79 Finally, as is implicit in what I have already said, when a Court is imposing penalties for more than one offence, particularly when essentially the same conduct constitutes separate offences, the Court should ensure that the penalties imposed in aggregate are just and appropriate: Mill v The Queen (1988) 166 CLR 59, at 62-63, per curiam; Pearce v The Queen (1998) 194 CLR 610, at 623-624, per McHugh, Hayne and Callinan JJ. As Santow J pointed out in ASIC v Adler, at 116 [128]-[130], the reasoning in criminal sentencing cases cannot be applied precisely to civil penalty cases, since the Court cannot replicate cumulation or concurrence in sentencing. Nonetheless, it is important to consider the totality of the penalties imposed to ensure that they fairly reflect the statutory criteria and do not result in unfairness.
80 As I have found, this case involves deliberate and sustained contraventions by Mr Greentree and Auen of s 16(1) of the EPBC Act. The contraventions were serious. However, contrary to the Minister's submissions, I do not regard their conduct as within the worst category of contraventions. Mr Greentree and Auen have not previously been found by a Court to have engaged in similar conduct under the EPBC Act. The contravening conduct, although serious, has not had environmental consequences as profound as would have been the case if the Windella Ramsar site had been a pristine wetland at the relevant time. The evidence does not establish that either Mr Greentree or Auen obtained substantial financial benefits from their contraventions, although their conduct was undertaken in the course of commercial operations. There is some prospect of the site being rehabilitated albeit over a lengthy period and subject to the vagaries of climatic conditions.

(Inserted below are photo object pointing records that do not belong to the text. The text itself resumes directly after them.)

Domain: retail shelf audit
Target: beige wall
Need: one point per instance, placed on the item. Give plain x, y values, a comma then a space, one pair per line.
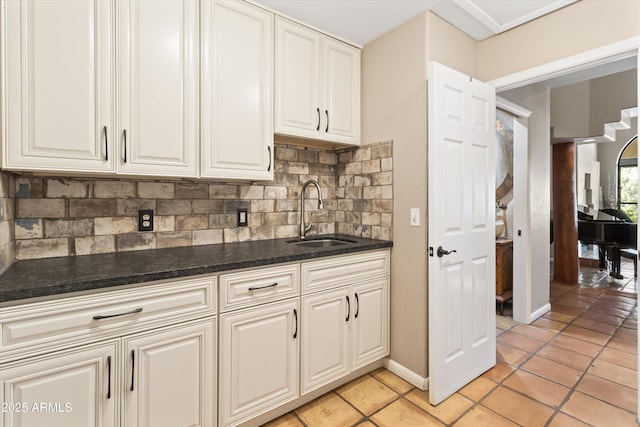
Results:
451, 47
570, 111
577, 28
394, 99
394, 106
394, 89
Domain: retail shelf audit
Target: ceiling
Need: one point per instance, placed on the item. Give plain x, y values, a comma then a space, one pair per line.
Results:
361, 21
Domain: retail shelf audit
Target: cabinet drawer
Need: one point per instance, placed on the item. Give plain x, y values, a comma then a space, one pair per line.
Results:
251, 287
60, 322
343, 270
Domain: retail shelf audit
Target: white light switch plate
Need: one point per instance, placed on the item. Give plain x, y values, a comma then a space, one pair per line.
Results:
415, 217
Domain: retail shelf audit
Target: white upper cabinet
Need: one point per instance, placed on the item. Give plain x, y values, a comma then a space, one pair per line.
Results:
159, 87
237, 91
57, 86
317, 85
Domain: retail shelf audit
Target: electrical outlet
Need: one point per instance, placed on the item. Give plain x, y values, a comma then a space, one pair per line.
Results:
145, 220
243, 217
415, 217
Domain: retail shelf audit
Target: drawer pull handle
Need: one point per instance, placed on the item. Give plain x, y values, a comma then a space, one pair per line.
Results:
295, 314
106, 144
327, 113
348, 309
109, 378
133, 367
257, 288
269, 150
108, 316
357, 306
124, 133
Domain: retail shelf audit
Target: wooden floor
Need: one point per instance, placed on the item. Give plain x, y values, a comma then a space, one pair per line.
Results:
575, 366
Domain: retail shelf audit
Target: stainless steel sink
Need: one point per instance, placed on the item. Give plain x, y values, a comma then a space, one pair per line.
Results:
320, 242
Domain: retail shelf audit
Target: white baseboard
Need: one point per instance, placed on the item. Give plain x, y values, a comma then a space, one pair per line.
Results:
407, 374
540, 312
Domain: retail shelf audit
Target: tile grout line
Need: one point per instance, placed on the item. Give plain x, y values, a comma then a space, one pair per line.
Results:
584, 372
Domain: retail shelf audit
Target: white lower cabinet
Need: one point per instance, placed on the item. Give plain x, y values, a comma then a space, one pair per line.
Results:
68, 388
259, 360
137, 357
370, 325
169, 377
325, 338
163, 378
343, 329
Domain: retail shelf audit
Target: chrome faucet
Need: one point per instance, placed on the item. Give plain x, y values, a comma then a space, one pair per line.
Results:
305, 228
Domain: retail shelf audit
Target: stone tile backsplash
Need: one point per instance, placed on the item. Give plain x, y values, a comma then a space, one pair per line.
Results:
77, 216
7, 223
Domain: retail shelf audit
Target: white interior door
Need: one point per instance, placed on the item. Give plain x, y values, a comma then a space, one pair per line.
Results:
461, 216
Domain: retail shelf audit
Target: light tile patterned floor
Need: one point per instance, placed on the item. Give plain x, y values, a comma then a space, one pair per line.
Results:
575, 366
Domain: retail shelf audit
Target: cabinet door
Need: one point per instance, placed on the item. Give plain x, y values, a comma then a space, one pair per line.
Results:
159, 87
370, 328
170, 377
237, 92
57, 87
325, 337
70, 388
259, 360
341, 92
298, 104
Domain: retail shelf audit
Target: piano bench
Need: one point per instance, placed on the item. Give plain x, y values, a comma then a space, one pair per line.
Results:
631, 254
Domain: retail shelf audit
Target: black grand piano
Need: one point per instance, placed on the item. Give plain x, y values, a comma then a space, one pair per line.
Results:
612, 231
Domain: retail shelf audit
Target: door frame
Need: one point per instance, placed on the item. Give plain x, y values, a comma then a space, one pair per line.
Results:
602, 55
522, 273
599, 56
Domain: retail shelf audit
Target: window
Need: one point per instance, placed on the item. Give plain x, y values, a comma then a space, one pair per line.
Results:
628, 179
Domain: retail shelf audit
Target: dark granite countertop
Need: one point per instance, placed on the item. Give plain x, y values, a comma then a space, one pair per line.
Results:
53, 276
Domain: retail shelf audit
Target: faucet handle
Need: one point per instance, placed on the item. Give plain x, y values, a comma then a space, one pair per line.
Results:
307, 228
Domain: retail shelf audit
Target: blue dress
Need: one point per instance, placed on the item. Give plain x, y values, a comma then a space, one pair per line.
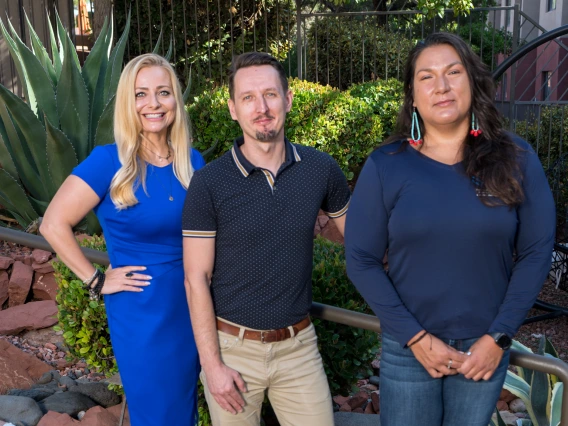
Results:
151, 330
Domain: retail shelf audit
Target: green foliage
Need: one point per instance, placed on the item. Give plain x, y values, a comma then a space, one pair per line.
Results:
68, 112
354, 50
541, 392
348, 125
84, 324
547, 131
347, 352
212, 35
432, 8
84, 321
484, 39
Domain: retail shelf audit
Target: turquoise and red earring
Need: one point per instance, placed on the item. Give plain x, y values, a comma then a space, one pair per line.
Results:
416, 139
475, 130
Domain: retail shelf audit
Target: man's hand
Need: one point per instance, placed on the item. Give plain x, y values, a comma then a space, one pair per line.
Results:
484, 359
435, 356
224, 383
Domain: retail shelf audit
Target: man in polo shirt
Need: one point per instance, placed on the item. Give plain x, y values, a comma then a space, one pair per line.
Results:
248, 224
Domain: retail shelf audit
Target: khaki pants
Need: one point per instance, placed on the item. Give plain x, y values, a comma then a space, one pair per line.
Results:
291, 372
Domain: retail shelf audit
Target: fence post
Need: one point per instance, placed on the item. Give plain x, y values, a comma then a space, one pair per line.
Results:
515, 45
299, 37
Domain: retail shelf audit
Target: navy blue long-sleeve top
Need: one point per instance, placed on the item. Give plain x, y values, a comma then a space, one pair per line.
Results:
451, 268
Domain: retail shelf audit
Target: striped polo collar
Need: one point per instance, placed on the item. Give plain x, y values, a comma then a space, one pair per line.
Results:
245, 166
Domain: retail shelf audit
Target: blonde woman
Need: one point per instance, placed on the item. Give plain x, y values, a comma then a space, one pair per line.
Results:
137, 187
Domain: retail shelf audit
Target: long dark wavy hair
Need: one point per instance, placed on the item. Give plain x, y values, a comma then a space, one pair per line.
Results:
492, 158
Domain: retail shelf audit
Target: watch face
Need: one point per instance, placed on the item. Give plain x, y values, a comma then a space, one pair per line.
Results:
504, 341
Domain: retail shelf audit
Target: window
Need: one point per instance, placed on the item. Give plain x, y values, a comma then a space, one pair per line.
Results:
546, 85
508, 14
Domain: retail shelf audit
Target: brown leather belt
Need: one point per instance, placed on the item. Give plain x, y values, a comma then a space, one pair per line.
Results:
268, 336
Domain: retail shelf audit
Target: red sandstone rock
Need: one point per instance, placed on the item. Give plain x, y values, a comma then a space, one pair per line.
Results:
30, 316
98, 416
45, 287
57, 419
357, 400
4, 285
116, 410
5, 262
43, 268
17, 368
20, 283
375, 399
41, 256
340, 400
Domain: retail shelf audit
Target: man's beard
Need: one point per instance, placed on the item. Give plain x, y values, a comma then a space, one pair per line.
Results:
266, 136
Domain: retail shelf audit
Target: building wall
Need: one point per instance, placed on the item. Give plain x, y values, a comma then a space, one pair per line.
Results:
555, 18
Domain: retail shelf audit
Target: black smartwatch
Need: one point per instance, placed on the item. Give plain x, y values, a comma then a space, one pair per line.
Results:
502, 340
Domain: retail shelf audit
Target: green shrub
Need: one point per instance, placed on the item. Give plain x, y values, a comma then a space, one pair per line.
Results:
547, 132
347, 125
541, 392
85, 328
347, 352
84, 321
68, 111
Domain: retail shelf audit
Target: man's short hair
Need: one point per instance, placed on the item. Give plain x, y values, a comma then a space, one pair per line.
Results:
252, 59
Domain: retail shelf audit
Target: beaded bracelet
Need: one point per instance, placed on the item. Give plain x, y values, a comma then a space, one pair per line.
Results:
417, 340
89, 281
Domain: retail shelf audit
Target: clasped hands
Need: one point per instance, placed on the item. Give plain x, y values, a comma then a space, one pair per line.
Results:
440, 359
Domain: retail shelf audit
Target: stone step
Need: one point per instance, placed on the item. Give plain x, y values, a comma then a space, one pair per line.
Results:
356, 419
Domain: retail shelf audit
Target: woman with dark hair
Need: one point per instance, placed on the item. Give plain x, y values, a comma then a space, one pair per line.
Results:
467, 217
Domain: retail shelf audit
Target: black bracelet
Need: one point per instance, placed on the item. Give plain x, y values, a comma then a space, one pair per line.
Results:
95, 292
89, 282
419, 339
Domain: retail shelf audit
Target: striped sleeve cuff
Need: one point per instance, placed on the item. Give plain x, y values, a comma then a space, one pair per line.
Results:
338, 213
199, 234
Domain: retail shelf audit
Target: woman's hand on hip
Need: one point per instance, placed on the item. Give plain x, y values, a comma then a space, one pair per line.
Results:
438, 358
126, 278
484, 359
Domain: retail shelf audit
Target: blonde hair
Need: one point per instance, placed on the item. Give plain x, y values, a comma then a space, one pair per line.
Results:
128, 128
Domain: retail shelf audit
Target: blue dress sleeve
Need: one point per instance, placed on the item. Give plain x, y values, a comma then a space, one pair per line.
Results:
197, 160
98, 169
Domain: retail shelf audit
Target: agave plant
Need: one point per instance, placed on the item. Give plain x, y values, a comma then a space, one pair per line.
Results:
68, 110
541, 392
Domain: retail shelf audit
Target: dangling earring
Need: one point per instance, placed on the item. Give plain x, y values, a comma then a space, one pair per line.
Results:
475, 130
416, 140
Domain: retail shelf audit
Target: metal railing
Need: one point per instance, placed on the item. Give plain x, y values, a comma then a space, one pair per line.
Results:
342, 316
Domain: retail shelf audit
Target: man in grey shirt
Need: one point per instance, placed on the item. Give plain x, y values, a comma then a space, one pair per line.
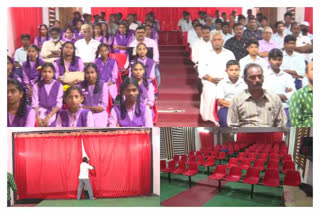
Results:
255, 106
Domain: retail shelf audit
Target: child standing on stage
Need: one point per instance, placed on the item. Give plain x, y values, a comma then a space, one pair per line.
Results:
146, 87
131, 112
74, 115
108, 68
96, 98
19, 113
68, 59
42, 37
29, 68
47, 96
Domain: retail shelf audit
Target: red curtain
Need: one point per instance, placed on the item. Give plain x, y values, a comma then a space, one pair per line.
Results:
308, 16
122, 162
207, 141
168, 17
48, 167
25, 20
259, 137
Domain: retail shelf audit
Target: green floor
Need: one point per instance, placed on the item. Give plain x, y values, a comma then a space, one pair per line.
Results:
150, 201
232, 194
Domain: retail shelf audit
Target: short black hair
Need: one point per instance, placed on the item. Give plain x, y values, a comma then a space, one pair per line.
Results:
205, 27
232, 62
289, 38
275, 53
25, 36
55, 29
252, 42
278, 23
248, 66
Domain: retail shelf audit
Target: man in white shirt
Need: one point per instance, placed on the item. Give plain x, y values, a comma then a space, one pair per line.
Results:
84, 178
278, 81
185, 24
20, 54
293, 63
86, 48
253, 49
212, 70
227, 88
278, 37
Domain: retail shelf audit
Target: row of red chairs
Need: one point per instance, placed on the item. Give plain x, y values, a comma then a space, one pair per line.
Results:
271, 177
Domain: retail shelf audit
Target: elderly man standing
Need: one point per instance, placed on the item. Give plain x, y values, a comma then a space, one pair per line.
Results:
212, 70
86, 48
51, 49
255, 106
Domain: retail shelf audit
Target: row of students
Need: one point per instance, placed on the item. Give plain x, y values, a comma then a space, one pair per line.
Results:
85, 103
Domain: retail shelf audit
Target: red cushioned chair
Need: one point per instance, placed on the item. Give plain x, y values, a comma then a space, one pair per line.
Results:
176, 158
191, 159
273, 165
271, 178
222, 155
286, 158
210, 162
218, 174
181, 168
245, 164
234, 174
193, 170
252, 156
252, 177
241, 156
233, 162
171, 167
288, 166
292, 178
259, 165
200, 161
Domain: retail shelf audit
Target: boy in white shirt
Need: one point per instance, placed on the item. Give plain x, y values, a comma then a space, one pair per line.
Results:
227, 88
84, 178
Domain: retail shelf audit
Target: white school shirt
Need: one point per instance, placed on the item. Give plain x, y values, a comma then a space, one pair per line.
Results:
84, 170
247, 60
214, 64
278, 39
198, 47
294, 62
20, 55
184, 25
226, 89
87, 52
277, 83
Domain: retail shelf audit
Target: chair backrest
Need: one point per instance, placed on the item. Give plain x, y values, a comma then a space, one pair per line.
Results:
193, 166
172, 164
292, 178
163, 164
253, 172
220, 169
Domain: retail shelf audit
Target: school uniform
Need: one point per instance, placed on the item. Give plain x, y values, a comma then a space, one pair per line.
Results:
108, 71
82, 118
60, 69
226, 90
27, 120
47, 96
97, 99
31, 74
131, 119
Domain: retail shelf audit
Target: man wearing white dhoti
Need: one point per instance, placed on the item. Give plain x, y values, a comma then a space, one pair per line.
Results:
211, 70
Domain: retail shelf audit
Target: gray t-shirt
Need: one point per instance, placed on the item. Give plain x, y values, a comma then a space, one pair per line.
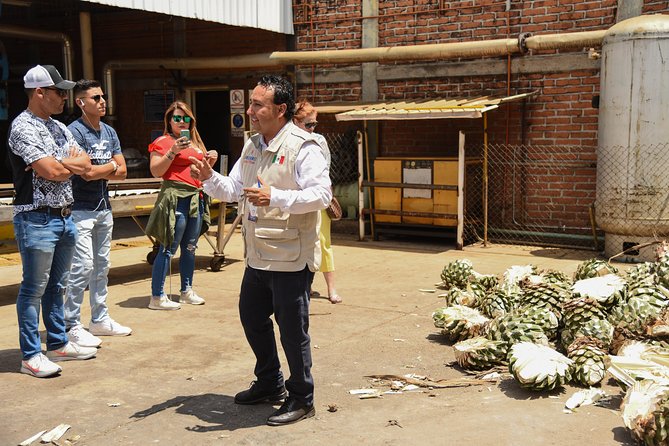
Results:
101, 147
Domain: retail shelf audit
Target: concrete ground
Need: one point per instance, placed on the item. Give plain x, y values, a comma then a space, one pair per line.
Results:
172, 382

81 On the other hand, the conduct of Mr Greentree and Auen calls for substantial penalties, not least to act as a deterrent both to Mr Greentree and Auen and to others who might be tempted to override the legal protection accorded to sites judged to be of international importance. As I have explained, the contravening conduct has caused significant environmental damage to a site protected under the EPBC Act.
82 Having regard to the maximum penalty applicable to a contravention by an individual, I think that a pecuniary penalty of $150,000 should be imposed on Mr Greentree. Had Auen been the only contravenor, taking into account its status as a private company and the higher maximum penalty applicable to a contravention by a corporation, I would have imposed a penalty in the order of $400,000. Having regard to the desirability of avoiding penalising Mr Greentree twice over, I think that Auen should pay a penalty of $300,000. In my view, the total penalty of $450,000 is appropriate in the circumstances of the case.